This site contains information and resources related to Andrew Lampert's email text segmentation and classification research.
We have built systems that classify Requests and Commitments in Email at a range of different granularities: the message, paragraph and sentence level. The corpus we make available here can be used to create corpora at each of these levels, based on a variety of agreement metrics. We discuss the approach that we take in detail in my thesis, which is due for submission at the end of July 2013.
More detail will be available once the thesis has been examined.
In the meantime, we have made available the Annotated Dataset that contains 1000 email messages from the Enron email corpus, that have been independently marked by two independent annotators.
Our annotated data is licensed under a Creative Commons Attribution-Noncommercial 2.0 Generic License.

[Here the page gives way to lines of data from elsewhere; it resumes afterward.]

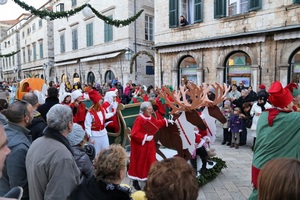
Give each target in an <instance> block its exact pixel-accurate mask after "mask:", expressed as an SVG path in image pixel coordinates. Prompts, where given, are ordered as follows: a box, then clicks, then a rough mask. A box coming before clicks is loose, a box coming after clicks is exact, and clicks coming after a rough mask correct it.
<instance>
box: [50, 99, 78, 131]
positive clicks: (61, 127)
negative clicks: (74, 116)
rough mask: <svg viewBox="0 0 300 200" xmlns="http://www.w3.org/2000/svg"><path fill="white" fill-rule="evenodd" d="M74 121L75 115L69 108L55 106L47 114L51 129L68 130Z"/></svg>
mask: <svg viewBox="0 0 300 200" xmlns="http://www.w3.org/2000/svg"><path fill="white" fill-rule="evenodd" d="M72 121H73V113H72V110H71V108H70V107H69V106H66V105H61V104H55V105H54V106H52V107H51V108H50V110H49V111H48V113H47V124H48V127H49V128H52V129H54V130H57V131H63V130H65V129H67V128H68V123H69V122H72Z"/></svg>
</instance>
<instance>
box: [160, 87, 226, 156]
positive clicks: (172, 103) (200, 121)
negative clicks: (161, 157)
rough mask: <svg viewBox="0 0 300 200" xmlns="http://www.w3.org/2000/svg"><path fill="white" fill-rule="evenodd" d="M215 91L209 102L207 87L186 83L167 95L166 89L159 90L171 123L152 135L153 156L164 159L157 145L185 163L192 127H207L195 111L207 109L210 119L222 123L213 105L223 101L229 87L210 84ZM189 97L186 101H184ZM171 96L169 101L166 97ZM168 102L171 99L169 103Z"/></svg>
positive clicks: (188, 155) (190, 136)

If you make use of any of these resources, please cite one of the following papers:
Andrew Lampert, Robert Dale and Cécile Paris (2010) - Detecting emails containing requests for action, In Proceedings of Human Language Technologies: The 2010 Annual Conference of the North American Chapter of the Association for Computational Linguistics Processing (HLT/NAACL 2010), pp. 984-992, Los Angeles, USA.
Andrew Lampert, Robert Dale and Cécile Paris (2008) - Requests and Commitments in Email are More Complex Than You Think: Eight Reasons to be Cautious, In Proceedings of Australasian Language Technology Association Workshop, pp. 64-72. Hobart, Australia.
Andrew Lampert, Robert Dale and Cécile Paris (2008) - The Nature of Requests and Commitments in Email Messages, In Proceedings of EMAIL-08: the AAAI Workshop on Enhanced Messaging, pp. 42-47, Chicago, USA.